For an ideal gas, Z = 1. For real gases, Z can be greater or less than 1 due to intermolecular forces and the finite size of gas molecules.

At high pressure, the volume is small, and the repulsive forces between molecules dominate. The van der Waals equation accounts for this with the 'b' term, which corrects for the volume occupied by the gas molecules themselves. The van der Waals equation is:

$(P+\frac{a{n}^2}{V^2})(V-nb)=nRT$

At high pressure, the term $\frac{a{n}^2}{V^2}$ becomes negligible compared to the large pressure P. The equation simplifies to:

$P(V-nb)=nRT$

Solving for PV:

$PV=nRT+Pnb$

Now, substitute this into the compressibility factor formula:

$Z=\frac{PV}{nRT}=\frac{nRT+Pnb}{nRT}=\frac{nRT}{nRT}+\frac{Pnb}{nRT}=1+\frac{Pb}{RT}$

Therefore, the compressibility factor at high pressure is $1+\frac{pb}{RT}$.

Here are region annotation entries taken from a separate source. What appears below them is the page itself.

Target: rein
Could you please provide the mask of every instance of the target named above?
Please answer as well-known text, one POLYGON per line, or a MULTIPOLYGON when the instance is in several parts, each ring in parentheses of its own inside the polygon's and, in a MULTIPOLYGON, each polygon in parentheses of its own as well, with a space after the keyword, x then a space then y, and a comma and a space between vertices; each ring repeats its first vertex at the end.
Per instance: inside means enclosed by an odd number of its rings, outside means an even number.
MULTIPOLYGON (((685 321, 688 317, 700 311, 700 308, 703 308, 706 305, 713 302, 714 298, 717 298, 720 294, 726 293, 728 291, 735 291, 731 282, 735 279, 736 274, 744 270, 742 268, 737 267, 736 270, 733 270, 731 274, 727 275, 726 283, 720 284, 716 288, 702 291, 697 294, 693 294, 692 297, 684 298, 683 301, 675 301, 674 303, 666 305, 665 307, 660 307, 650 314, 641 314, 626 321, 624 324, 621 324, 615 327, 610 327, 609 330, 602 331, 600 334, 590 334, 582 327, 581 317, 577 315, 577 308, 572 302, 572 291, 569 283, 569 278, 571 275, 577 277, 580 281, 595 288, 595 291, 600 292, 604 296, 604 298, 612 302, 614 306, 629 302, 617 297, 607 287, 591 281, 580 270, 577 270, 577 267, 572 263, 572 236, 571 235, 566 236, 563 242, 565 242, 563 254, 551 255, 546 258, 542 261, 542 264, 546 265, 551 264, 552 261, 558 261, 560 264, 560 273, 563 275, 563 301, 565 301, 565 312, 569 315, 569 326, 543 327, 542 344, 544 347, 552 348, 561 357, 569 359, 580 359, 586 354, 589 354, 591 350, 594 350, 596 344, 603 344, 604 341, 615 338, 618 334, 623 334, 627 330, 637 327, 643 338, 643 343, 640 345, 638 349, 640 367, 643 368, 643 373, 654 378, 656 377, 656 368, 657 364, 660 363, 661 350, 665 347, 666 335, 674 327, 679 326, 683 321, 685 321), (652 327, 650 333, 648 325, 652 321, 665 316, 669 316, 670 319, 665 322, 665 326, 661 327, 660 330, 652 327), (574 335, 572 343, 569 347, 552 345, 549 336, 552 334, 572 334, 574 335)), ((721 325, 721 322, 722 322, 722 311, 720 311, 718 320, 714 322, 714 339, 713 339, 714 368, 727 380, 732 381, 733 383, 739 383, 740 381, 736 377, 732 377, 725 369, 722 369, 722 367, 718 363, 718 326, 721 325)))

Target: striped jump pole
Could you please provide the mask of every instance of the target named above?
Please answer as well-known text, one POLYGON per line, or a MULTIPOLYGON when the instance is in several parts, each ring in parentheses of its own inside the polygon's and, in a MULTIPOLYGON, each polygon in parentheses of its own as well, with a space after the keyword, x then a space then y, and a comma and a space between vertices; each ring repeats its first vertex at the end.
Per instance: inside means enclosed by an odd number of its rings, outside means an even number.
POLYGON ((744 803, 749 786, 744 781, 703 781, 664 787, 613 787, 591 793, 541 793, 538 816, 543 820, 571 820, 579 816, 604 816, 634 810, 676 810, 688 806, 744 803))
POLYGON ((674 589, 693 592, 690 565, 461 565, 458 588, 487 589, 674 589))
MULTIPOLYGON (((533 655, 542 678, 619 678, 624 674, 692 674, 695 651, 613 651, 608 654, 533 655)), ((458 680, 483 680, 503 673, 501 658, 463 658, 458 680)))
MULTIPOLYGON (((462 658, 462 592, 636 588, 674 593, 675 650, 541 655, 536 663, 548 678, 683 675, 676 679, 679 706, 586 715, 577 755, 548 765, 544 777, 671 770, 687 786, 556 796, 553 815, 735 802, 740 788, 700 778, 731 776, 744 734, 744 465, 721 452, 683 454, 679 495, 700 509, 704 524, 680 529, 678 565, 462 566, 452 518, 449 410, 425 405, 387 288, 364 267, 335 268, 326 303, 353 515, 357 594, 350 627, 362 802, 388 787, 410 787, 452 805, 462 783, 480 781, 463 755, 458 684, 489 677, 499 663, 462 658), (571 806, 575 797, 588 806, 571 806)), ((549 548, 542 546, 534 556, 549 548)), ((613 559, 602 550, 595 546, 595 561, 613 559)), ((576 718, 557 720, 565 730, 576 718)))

Comparing with the given options, the correct answer is: $1+\frac{pb}{RT}$

Related Topics and Formulae

Van der Waals Equation: An equation of state for real gases that introduces correction factors 'a' (for attractive forces) and 'b' (for molecular volume) to the ideal gas law.

$(P+\frac{a{n}^2}{V^2})(V-nb)=nRT$

Compressibility Factor (Z): A dimensionless factor that quantifies the deviation from ideal gas behavior.

$Z=\frac{PV}{nRT}$

At Low Pressure: Attractive forces dominate, and Z < 1.

At High Pressure: Repulsive forces dominate, and Z > 1.